Chemical bonds can form or break incredibly quickly. In the past decade or so, scientists have visualized such ultrafast reactions with laser pulses briefer than a trillionth of a second (SN: 11/13/99, p. 310).
That technique has worked in gases or liquids, but not on surfaces. Now a team of physicists reports real-time viewing of a reaction of molecules on a surface. These reactions lie at the heart of important technologies such as catalytic converters.

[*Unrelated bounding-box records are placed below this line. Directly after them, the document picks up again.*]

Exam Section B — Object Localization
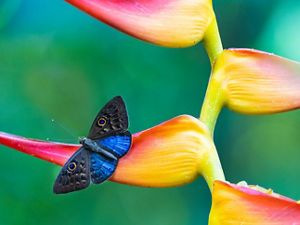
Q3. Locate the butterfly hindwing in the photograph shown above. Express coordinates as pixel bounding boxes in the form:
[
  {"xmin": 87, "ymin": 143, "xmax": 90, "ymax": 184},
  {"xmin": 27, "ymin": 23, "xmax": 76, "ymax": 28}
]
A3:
[
  {"xmin": 97, "ymin": 131, "xmax": 131, "ymax": 158},
  {"xmin": 53, "ymin": 147, "xmax": 90, "ymax": 194},
  {"xmin": 90, "ymin": 152, "xmax": 118, "ymax": 184},
  {"xmin": 87, "ymin": 96, "xmax": 128, "ymax": 140}
]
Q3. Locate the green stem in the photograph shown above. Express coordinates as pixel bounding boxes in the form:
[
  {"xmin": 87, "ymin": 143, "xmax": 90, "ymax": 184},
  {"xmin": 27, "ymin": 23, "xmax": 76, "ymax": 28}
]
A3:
[
  {"xmin": 200, "ymin": 146, "xmax": 226, "ymax": 192},
  {"xmin": 200, "ymin": 78, "xmax": 224, "ymax": 135},
  {"xmin": 199, "ymin": 13, "xmax": 225, "ymax": 192},
  {"xmin": 203, "ymin": 18, "xmax": 223, "ymax": 65},
  {"xmin": 200, "ymin": 15, "xmax": 223, "ymax": 134}
]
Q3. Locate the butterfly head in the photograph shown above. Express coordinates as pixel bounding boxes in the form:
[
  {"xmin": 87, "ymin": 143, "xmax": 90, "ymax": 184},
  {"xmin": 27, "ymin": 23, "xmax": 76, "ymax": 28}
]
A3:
[
  {"xmin": 97, "ymin": 116, "xmax": 108, "ymax": 128},
  {"xmin": 67, "ymin": 162, "xmax": 77, "ymax": 173}
]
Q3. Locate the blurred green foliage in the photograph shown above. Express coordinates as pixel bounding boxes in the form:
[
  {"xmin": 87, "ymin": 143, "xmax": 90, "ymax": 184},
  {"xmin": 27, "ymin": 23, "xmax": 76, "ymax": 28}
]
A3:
[{"xmin": 0, "ymin": 0, "xmax": 300, "ymax": 225}]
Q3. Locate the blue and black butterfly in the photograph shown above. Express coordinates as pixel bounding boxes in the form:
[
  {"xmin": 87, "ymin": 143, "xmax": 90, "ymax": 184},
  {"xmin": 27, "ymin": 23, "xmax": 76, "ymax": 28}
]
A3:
[{"xmin": 53, "ymin": 96, "xmax": 132, "ymax": 194}]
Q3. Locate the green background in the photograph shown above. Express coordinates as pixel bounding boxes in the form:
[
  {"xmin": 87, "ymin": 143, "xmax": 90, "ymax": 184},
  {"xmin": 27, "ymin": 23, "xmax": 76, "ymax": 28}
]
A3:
[{"xmin": 0, "ymin": 0, "xmax": 300, "ymax": 225}]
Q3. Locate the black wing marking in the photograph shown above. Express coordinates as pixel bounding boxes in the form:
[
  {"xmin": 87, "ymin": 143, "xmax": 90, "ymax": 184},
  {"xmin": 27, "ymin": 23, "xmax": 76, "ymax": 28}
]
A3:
[
  {"xmin": 91, "ymin": 152, "xmax": 118, "ymax": 184},
  {"xmin": 53, "ymin": 147, "xmax": 90, "ymax": 194},
  {"xmin": 87, "ymin": 96, "xmax": 128, "ymax": 140}
]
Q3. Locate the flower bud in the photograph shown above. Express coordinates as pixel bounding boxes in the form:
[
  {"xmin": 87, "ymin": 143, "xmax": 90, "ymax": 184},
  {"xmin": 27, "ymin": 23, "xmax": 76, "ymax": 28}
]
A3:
[{"xmin": 211, "ymin": 49, "xmax": 300, "ymax": 114}]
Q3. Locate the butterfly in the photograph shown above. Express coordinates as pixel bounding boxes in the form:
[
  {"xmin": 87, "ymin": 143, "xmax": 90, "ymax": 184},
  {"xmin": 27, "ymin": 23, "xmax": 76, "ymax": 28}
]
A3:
[{"xmin": 53, "ymin": 96, "xmax": 132, "ymax": 194}]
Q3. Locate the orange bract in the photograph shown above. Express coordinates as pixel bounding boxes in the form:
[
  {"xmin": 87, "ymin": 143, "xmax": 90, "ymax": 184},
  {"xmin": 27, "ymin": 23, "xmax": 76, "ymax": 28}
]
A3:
[
  {"xmin": 0, "ymin": 115, "xmax": 218, "ymax": 187},
  {"xmin": 67, "ymin": 0, "xmax": 215, "ymax": 47},
  {"xmin": 209, "ymin": 181, "xmax": 300, "ymax": 225},
  {"xmin": 213, "ymin": 49, "xmax": 300, "ymax": 114}
]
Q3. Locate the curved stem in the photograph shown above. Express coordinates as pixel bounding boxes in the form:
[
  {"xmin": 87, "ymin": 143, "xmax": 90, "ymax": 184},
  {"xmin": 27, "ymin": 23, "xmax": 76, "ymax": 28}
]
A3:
[
  {"xmin": 200, "ymin": 147, "xmax": 226, "ymax": 192},
  {"xmin": 200, "ymin": 76, "xmax": 224, "ymax": 135},
  {"xmin": 199, "ymin": 14, "xmax": 223, "ymax": 134},
  {"xmin": 203, "ymin": 17, "xmax": 223, "ymax": 65}
]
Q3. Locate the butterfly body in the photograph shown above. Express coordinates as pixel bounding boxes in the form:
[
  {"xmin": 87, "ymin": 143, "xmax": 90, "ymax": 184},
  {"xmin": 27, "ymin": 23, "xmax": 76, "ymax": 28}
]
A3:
[{"xmin": 53, "ymin": 97, "xmax": 132, "ymax": 194}]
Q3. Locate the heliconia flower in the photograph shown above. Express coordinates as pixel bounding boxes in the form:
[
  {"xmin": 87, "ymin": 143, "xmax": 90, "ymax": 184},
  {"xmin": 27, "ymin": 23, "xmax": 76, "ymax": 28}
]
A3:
[
  {"xmin": 206, "ymin": 49, "xmax": 300, "ymax": 114},
  {"xmin": 209, "ymin": 181, "xmax": 300, "ymax": 225},
  {"xmin": 66, "ymin": 0, "xmax": 215, "ymax": 47},
  {"xmin": 0, "ymin": 115, "xmax": 222, "ymax": 187}
]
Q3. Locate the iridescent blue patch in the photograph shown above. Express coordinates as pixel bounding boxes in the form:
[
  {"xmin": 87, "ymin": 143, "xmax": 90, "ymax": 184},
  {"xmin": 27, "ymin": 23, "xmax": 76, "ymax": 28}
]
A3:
[
  {"xmin": 98, "ymin": 135, "xmax": 131, "ymax": 158},
  {"xmin": 91, "ymin": 153, "xmax": 117, "ymax": 184}
]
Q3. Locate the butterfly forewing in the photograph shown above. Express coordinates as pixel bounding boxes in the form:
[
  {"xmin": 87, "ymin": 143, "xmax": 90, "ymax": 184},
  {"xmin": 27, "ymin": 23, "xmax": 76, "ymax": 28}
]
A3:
[
  {"xmin": 53, "ymin": 147, "xmax": 90, "ymax": 194},
  {"xmin": 97, "ymin": 131, "xmax": 132, "ymax": 158},
  {"xmin": 87, "ymin": 96, "xmax": 128, "ymax": 140}
]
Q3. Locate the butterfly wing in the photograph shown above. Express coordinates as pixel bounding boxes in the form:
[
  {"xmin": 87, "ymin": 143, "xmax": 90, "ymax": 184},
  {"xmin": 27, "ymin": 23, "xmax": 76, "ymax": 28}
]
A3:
[
  {"xmin": 90, "ymin": 152, "xmax": 118, "ymax": 184},
  {"xmin": 97, "ymin": 131, "xmax": 132, "ymax": 158},
  {"xmin": 53, "ymin": 147, "xmax": 90, "ymax": 194},
  {"xmin": 87, "ymin": 96, "xmax": 128, "ymax": 140}
]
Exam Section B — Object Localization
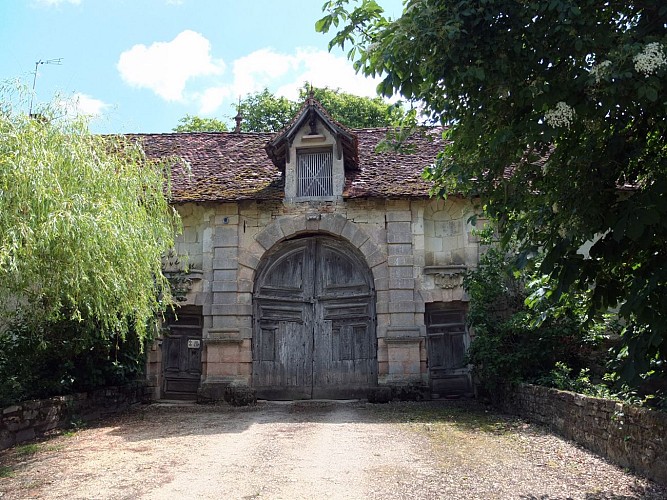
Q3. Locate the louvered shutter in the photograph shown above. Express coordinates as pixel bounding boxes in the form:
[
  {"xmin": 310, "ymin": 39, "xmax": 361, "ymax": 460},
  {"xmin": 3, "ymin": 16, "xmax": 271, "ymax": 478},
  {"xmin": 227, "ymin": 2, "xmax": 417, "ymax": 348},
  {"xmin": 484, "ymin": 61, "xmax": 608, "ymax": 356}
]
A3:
[{"xmin": 296, "ymin": 151, "xmax": 333, "ymax": 197}]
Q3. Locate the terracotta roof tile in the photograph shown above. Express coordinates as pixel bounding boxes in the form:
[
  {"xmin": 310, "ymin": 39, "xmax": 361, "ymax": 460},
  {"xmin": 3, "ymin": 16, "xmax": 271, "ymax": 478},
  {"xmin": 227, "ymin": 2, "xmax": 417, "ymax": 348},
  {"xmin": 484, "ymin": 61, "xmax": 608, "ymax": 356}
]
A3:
[{"xmin": 133, "ymin": 129, "xmax": 442, "ymax": 203}]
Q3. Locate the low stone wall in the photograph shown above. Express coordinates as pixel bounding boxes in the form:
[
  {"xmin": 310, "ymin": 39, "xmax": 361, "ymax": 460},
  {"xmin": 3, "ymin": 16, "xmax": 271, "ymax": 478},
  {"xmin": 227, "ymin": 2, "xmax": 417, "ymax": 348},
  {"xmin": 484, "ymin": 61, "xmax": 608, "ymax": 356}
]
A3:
[
  {"xmin": 501, "ymin": 384, "xmax": 667, "ymax": 484},
  {"xmin": 0, "ymin": 382, "xmax": 151, "ymax": 450}
]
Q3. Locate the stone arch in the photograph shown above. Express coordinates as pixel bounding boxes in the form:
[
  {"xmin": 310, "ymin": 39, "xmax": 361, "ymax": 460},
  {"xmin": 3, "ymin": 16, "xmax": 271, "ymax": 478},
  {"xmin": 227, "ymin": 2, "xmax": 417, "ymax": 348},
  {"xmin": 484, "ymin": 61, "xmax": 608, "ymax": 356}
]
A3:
[{"xmin": 239, "ymin": 213, "xmax": 389, "ymax": 292}]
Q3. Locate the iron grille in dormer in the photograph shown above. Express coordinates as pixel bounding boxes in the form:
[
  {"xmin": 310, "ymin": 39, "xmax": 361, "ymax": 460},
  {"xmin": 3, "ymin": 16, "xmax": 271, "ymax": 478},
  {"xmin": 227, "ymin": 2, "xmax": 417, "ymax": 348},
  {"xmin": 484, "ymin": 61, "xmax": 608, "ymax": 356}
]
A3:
[{"xmin": 296, "ymin": 150, "xmax": 333, "ymax": 198}]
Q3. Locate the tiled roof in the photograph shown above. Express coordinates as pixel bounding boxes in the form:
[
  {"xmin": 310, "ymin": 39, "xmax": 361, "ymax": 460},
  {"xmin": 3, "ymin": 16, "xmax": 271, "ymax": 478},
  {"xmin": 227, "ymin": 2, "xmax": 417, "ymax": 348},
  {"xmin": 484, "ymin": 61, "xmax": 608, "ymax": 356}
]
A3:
[
  {"xmin": 266, "ymin": 94, "xmax": 359, "ymax": 171},
  {"xmin": 134, "ymin": 129, "xmax": 442, "ymax": 203}
]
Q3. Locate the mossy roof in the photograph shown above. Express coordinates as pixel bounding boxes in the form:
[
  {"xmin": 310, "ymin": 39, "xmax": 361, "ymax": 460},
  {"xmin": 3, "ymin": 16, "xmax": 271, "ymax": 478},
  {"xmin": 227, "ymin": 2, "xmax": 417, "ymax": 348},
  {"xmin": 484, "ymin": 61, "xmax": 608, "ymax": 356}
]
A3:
[{"xmin": 130, "ymin": 129, "xmax": 443, "ymax": 203}]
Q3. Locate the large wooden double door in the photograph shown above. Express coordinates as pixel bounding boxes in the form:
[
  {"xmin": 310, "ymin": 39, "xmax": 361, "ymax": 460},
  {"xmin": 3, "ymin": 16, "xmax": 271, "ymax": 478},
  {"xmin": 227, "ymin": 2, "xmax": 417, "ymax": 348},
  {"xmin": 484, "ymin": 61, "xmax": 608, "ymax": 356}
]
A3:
[{"xmin": 253, "ymin": 237, "xmax": 377, "ymax": 399}]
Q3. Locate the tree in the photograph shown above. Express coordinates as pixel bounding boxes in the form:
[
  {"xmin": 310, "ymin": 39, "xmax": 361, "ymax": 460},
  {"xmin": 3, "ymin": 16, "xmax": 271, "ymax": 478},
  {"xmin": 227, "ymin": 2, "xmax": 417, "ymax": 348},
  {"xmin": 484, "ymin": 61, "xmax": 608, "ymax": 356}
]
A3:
[
  {"xmin": 173, "ymin": 115, "xmax": 227, "ymax": 132},
  {"xmin": 299, "ymin": 85, "xmax": 403, "ymax": 128},
  {"xmin": 174, "ymin": 84, "xmax": 403, "ymax": 132},
  {"xmin": 239, "ymin": 89, "xmax": 299, "ymax": 132},
  {"xmin": 0, "ymin": 90, "xmax": 179, "ymax": 339},
  {"xmin": 316, "ymin": 0, "xmax": 667, "ymax": 380}
]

The problem with surfaces is that they contain a sea of energy-hungry electrons that can cut short a chemical reaction. A reaction can get started when a laser pulse excites an electron so that it moves into a molecule adhered to the surface. However, the electron’s energy usually dissipates among other surface electrons before such a reaction can run its course.
A group led by Henry Kapteyn and Margaret Murnane at JILA, a part of the National Institute of Standards and Technology located at the University of Colorado in Boulder, used a laser pulse to excite a crowd of electrons near a platinum surface. In snapshots taken with pulses of low-energy X rays, the team saw signs that oxygen molecules on the surface had rotated. This is an indication that the molecules were reacting with the laser-energized electrons, the JILA team contends.
Not everyone thinks this is a glimpse of charge transfer. Hrvoje Petek of the University of Pittsburgh says that the transfer of electrons to oxygen molecules may be hard to distinguish from simple heating as a cause for their rotation.